User Guide (Version 1.18)

Text-to-Speech Gem Implementation Details

This topic provides information about the Text-to-Speech Gem's runtime speech generation, resources, TextToSpeech component, and troubleshooting.

Runtime Speech Generation

In runtime speech generation, the game client invokes the synthesized speech API to generate speech. For improved performance, the game client checks two levels of cache to see if the speech is available locally before it invokes the Amazon Polly service. The following diagram illustrates this process.

        Speech generation workflow

If the speech files are not available locally, Amazon Polly generates the speech files, stores them in an Amazon S3 bucket, and provides the client with a presigned URL to the bucket location. The client downloads the files and uses Wwise to play the speech audio. The SpeechComponent uses the speech mark files to perform lip synchronization by calling the SimpleAnimationComponent, which plays the associated animations.

Resource Group

A Text-to-Speech Gem resource group contains the following resources.

SpeechLibTable (DDB table) – A DynamoDB table that stores the speech lines and metadata for the characters in the characterdefs resource.

characterdefs (Amazon S3 bucket) – An Amazon S3 bucket that contains .json character definition files. A character is a logical grouping of settings (including language and voice) that is referenced when using Amazon Polly on data submitted to SpeechLibTable.

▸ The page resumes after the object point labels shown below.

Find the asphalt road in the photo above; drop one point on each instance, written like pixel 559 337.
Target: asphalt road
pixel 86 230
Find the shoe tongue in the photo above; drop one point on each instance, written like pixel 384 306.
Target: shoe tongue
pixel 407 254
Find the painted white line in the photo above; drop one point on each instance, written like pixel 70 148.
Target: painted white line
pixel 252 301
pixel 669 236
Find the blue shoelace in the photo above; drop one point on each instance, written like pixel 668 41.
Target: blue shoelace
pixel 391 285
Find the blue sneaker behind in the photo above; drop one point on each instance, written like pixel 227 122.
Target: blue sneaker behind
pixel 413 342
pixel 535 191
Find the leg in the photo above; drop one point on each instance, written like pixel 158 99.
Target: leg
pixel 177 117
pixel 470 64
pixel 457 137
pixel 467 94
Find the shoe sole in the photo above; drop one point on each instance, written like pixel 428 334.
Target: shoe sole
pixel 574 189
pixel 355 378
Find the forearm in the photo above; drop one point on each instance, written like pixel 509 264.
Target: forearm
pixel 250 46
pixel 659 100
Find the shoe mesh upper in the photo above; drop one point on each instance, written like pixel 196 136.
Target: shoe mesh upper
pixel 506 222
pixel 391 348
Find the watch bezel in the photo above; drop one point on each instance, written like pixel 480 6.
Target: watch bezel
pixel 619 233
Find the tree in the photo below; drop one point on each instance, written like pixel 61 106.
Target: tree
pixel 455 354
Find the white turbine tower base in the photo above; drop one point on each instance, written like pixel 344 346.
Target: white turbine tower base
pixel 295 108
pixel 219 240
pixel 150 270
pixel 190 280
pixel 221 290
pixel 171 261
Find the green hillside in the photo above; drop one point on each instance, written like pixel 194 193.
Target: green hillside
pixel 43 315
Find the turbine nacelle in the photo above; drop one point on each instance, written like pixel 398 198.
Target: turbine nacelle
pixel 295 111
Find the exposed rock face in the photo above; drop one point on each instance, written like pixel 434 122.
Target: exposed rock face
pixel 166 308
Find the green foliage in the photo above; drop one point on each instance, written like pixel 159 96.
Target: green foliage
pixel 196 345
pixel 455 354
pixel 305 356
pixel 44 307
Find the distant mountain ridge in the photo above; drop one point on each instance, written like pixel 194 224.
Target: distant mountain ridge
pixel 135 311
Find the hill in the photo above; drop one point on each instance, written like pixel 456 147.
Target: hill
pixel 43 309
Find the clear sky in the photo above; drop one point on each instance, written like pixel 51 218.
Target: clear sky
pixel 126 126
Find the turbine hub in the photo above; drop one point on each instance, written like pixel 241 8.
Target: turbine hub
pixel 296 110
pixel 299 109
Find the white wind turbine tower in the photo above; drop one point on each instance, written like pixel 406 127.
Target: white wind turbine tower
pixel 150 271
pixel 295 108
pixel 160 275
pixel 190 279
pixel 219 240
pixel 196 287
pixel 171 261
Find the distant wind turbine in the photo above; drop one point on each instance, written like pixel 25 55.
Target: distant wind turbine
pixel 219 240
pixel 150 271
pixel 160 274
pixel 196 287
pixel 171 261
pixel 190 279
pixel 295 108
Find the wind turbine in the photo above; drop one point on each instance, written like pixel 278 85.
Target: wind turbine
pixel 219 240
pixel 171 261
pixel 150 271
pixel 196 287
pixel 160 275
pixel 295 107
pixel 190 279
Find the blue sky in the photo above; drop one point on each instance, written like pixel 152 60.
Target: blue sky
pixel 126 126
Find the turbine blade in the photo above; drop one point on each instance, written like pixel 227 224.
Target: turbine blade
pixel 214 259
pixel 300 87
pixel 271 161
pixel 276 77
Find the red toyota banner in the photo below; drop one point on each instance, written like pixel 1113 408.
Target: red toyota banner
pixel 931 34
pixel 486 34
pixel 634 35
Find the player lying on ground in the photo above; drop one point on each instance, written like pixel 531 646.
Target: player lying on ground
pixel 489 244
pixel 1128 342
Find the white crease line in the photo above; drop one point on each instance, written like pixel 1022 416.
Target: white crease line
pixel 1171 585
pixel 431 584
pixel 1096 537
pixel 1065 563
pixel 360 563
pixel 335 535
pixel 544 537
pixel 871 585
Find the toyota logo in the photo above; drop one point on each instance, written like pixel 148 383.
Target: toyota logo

Service API - An Amazon API Gateway that the game client interacts with. Only two API operations are accessible by game clients: one for generating speech audio, and one for generating speech marks for lip synchronization. The remaining API operations are accessible only from the Cloud Gem Portal and generate speech on Amazon Polly. To avoid generating text-to-speech content at run time, you can add the speech files to your game's asset directory. For a listing of service API operations, see Text-to-Speech Cloud Gem Service API Reference.

ttscache – An Amazon S3 bucket that holds all previously generated speech from Amazon Polly. All speech generation requests check for a matching file in this cache before they call the Amazon Polly service.

PackageVoiceLines – This Lambda function puts a list of speech lines from SpeechLibTable into a .zip file so that it can be downloaded. The .zip file also contains mappings of characters to Amazon Polly voices. The file is put into an Amazon S3 bucket named packagedvoicelines.

TextToSpeech Component (TextToSpeech.h)

The TextToSpeech component takes input text, converts it to an audio file, optionally creates a speech marks file, and calls TextToSpeechPlaybackBus to start playback and lip synchronization.

The component has two functions that generate text to speech: ConvertTextToSpeechWithoutMarks and ConvertTextToSpeechWithMarks.

After Amazon Polly returns the requested speech, the TextToSpeech component calls the TextToSpeechPlaybackBus to notify other components or scripts that the requested files are available.

The SpeechComponent (SpeechComponent.h) implements the TextToSpeechPlaybackBus::Handler, which handles audio playback and lip synchronization.

The CloudGemTextToSpeechClientComponent (CloudGemTextToSpeechClientComponent.h) enables the client to communicate with the AWS infrastructure and services.


Starting in version 1.12, Lumberyard uses Animation Editor to implement lip synchronization. For details, see Lip Synchronization with EMotionFX.

Text-to-Speech Troubleshooting Features

The Cloud Gem Portal REST Explorer and Log tabs offer troubleshooting capabilities.

        REST explorer and logging features

For information about the paths that you can use in REST explorer, see Text-to-Speech Cloud Gem Service API Reference.